The advantages of ROSCAs: 
  • Social capital getting to know contacts or information within the ROSCAs.
  • A range of different ROSCAs exist - religious, market, ethnic, office or neighborhood.
  • Women tend to utilise them more then men the due to social and financial (normally lower income) reasons. For instance, in Kibera the probability that a woman is involved in a ROSCA is 40% compared to a man at 10.1%. Further, a study in Nairobi by Anderson and Baland (2002) showed that a women's bargaining position in the household is directly related to her contribution to household income.
  • ROSCAs offer a personal source of income for women, particularly in Africa. Men in Africa are seen as 'deserving' personal spending money whereas a woman's income is collective. The work of Hoddinott and Haddad (1995) empirically verifies this claim for African households where, relative to women, men spend a greater portion of their income on goods such as alcohol and cigarettes,whereas women are more likely to purchase goods for children and for general household consumption.
  • Transparency due to group regulation.
  • Efficiency - money is put in the 'pot', the meeting occurs and the money distributed in the chosen way. 
  • Can be tailored to the income of the group.
  • The savings of many are transformed into a lump sum for one person. This is often used to improve household livelihoods, to invest in a new business or to pay school fees.
  • Protect an individuals savings against immediate consumption - identified as particularly beneficial for women (Anderson and Baland, 2002)
  • Offers a protection against theft as savings are not left within houses

The disadvantages of ROSCAs: 
  • If the ROSCA distributes money by prior agreement or by lottery it is unlikely to be available at the time in a business cycle when it is most useful. These types of ROSCA are often then used in order to save up for household durables such as utensils or roofing sheets. They are an effective savings instrument, but relatively ineffective as a means of capitalising productive investment 
  • The amount of money is fixed and may be inadequately matched to a person’s investment plans 
  • There is no return on people’s investment in a ROSCA, except a marginal time-value of-money benefit of receiving a lump sum at no interest cost before reimbursement 

Further findings:
  • ROSCAs are not a substitute for credit but rather complement it. But, are often the sole saving and credit institutions in many rural areas.
  • While, ex ante, all individuals are better off by saving through a ROSCA, the member who receives the pot last is ex post worse off. Particularly if investment is set. For instance:
  1. The purchasing power of a pound is slowly decreasing due to inflation. 
  2. If ten individuals put ten pounds into a ROSCA then each week an individual at random is given one hundred pounds. 
  3. At the beginning of the ROSCA one hundred pounds will have the equivalent purchasing power.
  4. However, after ten weeks one hundred pounds may equate to less purchasing power, say ninety eights pounds, then at the beginning of the ROSCA.
Simply if a ROSCA 'pot' was ten pounds and could buy you ten apples at the beginning you may only be able to buy nine apples at the end of the ROSCA due to the price of apples inflating. Yet, orders of ROSCAs change every cycle? Not really... Anderson and Baland (2002) contend that ROSCA orders rarely change and often follow the first pattern which does not explain why the last recipient would stay and by backwards induction why the ROSCA does not break down.

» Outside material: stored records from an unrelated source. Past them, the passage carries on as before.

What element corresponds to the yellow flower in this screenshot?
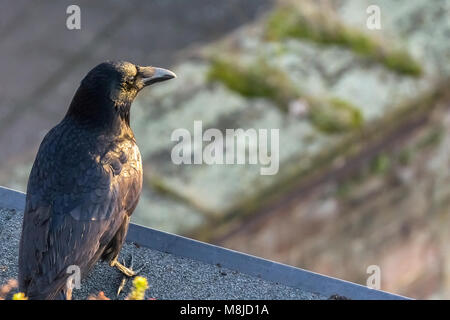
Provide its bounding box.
[127,276,148,300]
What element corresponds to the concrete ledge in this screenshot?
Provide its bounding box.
[0,187,406,300]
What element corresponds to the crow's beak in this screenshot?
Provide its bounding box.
[139,67,177,86]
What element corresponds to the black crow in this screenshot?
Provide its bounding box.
[19,61,175,299]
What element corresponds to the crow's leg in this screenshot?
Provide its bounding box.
[111,255,143,296]
[109,256,137,277]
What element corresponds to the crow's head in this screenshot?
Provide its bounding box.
[68,61,176,124]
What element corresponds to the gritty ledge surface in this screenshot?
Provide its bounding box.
[0,187,404,300]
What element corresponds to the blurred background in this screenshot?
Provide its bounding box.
[0,0,450,299]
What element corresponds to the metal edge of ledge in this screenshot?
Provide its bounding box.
[0,187,410,300]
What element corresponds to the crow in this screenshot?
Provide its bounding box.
[19,61,176,300]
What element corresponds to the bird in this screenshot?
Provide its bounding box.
[18,61,176,300]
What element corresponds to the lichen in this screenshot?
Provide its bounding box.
[208,58,299,110]
[265,3,422,76]
[310,98,363,133]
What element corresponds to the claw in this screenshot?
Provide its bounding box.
[117,254,145,296]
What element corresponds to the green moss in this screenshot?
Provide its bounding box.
[397,148,413,166]
[310,98,363,133]
[208,59,299,109]
[382,50,422,76]
[266,5,422,76]
[371,153,391,175]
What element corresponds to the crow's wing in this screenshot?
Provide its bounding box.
[19,127,141,299]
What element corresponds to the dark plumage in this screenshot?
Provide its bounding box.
[19,62,175,299]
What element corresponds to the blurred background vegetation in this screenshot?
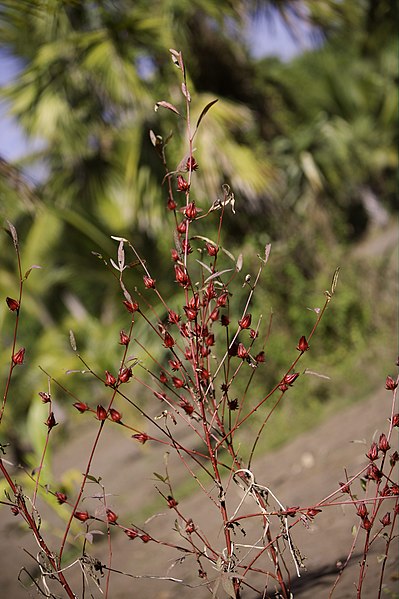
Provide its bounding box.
[0,0,398,459]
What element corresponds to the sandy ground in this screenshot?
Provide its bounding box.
[0,390,399,599]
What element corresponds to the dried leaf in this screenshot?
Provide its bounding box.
[69,330,77,351]
[155,100,180,116]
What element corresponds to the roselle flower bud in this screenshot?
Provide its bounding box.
[12,347,25,366]
[118,366,133,383]
[168,310,180,324]
[119,331,130,345]
[177,175,190,191]
[255,351,266,364]
[123,300,139,314]
[6,297,19,312]
[237,343,248,360]
[220,314,230,327]
[296,335,309,352]
[366,441,378,462]
[183,306,198,320]
[365,462,382,482]
[392,414,399,426]
[184,202,198,220]
[109,408,122,422]
[172,376,184,389]
[216,291,229,308]
[385,376,398,391]
[139,532,151,543]
[238,314,252,329]
[166,495,179,510]
[96,405,107,420]
[132,433,150,445]
[176,220,187,235]
[186,518,195,535]
[175,264,190,287]
[356,501,368,520]
[378,433,391,453]
[54,491,68,505]
[168,360,181,372]
[361,516,372,531]
[205,242,219,257]
[186,156,199,171]
[163,331,175,348]
[73,401,90,414]
[389,451,399,468]
[380,512,391,526]
[106,509,118,524]
[166,198,177,211]
[44,412,58,431]
[124,528,139,541]
[104,370,116,387]
[143,275,155,289]
[39,391,51,403]
[179,399,194,416]
[73,510,90,522]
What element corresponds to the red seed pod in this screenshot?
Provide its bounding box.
[104,370,116,387]
[166,198,177,211]
[216,291,229,308]
[124,528,139,540]
[209,308,219,322]
[163,331,175,348]
[168,310,180,324]
[175,264,190,287]
[118,366,133,383]
[44,412,58,431]
[205,242,219,257]
[166,495,179,510]
[366,441,378,462]
[385,376,398,391]
[132,433,150,445]
[186,156,199,171]
[54,491,68,505]
[72,401,90,414]
[380,512,391,526]
[73,510,90,522]
[378,433,391,453]
[177,175,190,191]
[12,347,25,366]
[220,314,230,327]
[6,297,20,312]
[39,391,51,403]
[184,202,198,221]
[109,408,122,422]
[296,335,309,352]
[107,509,118,524]
[255,351,266,364]
[143,275,155,289]
[123,300,139,314]
[96,405,108,420]
[238,314,252,329]
[119,331,130,345]
[237,343,248,360]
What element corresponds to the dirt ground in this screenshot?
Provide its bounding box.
[0,390,399,599]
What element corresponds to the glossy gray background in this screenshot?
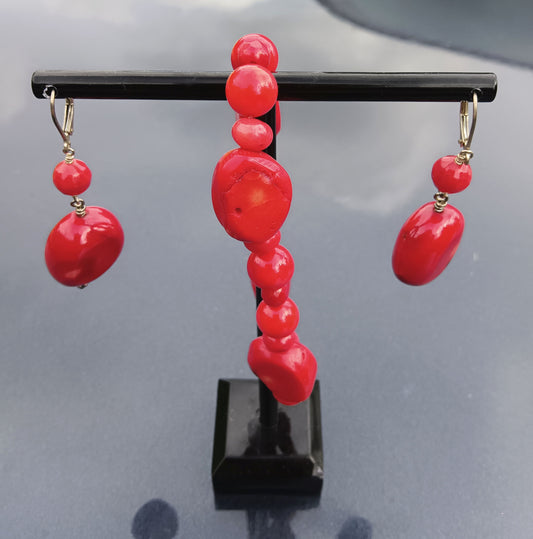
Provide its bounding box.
[0,0,533,539]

Last in the ROSCA queue means less apples for you! Fair?

In conclusion, the rationale proposed by Besley, Coate, and Loury (1993) concerning the financial detriment the last member to receive the pot suffers is not debatable. However, ROSCA must benefit the members in many other ways, apart from financially, to explain the high usage in developing states. These benefits are listed in the advantages section and include social capital, self-sufficiency for women who argue that they 'should not rely on their husbands' and the ability to tailor the individual investment per pre-defined interval to the level of income of the members.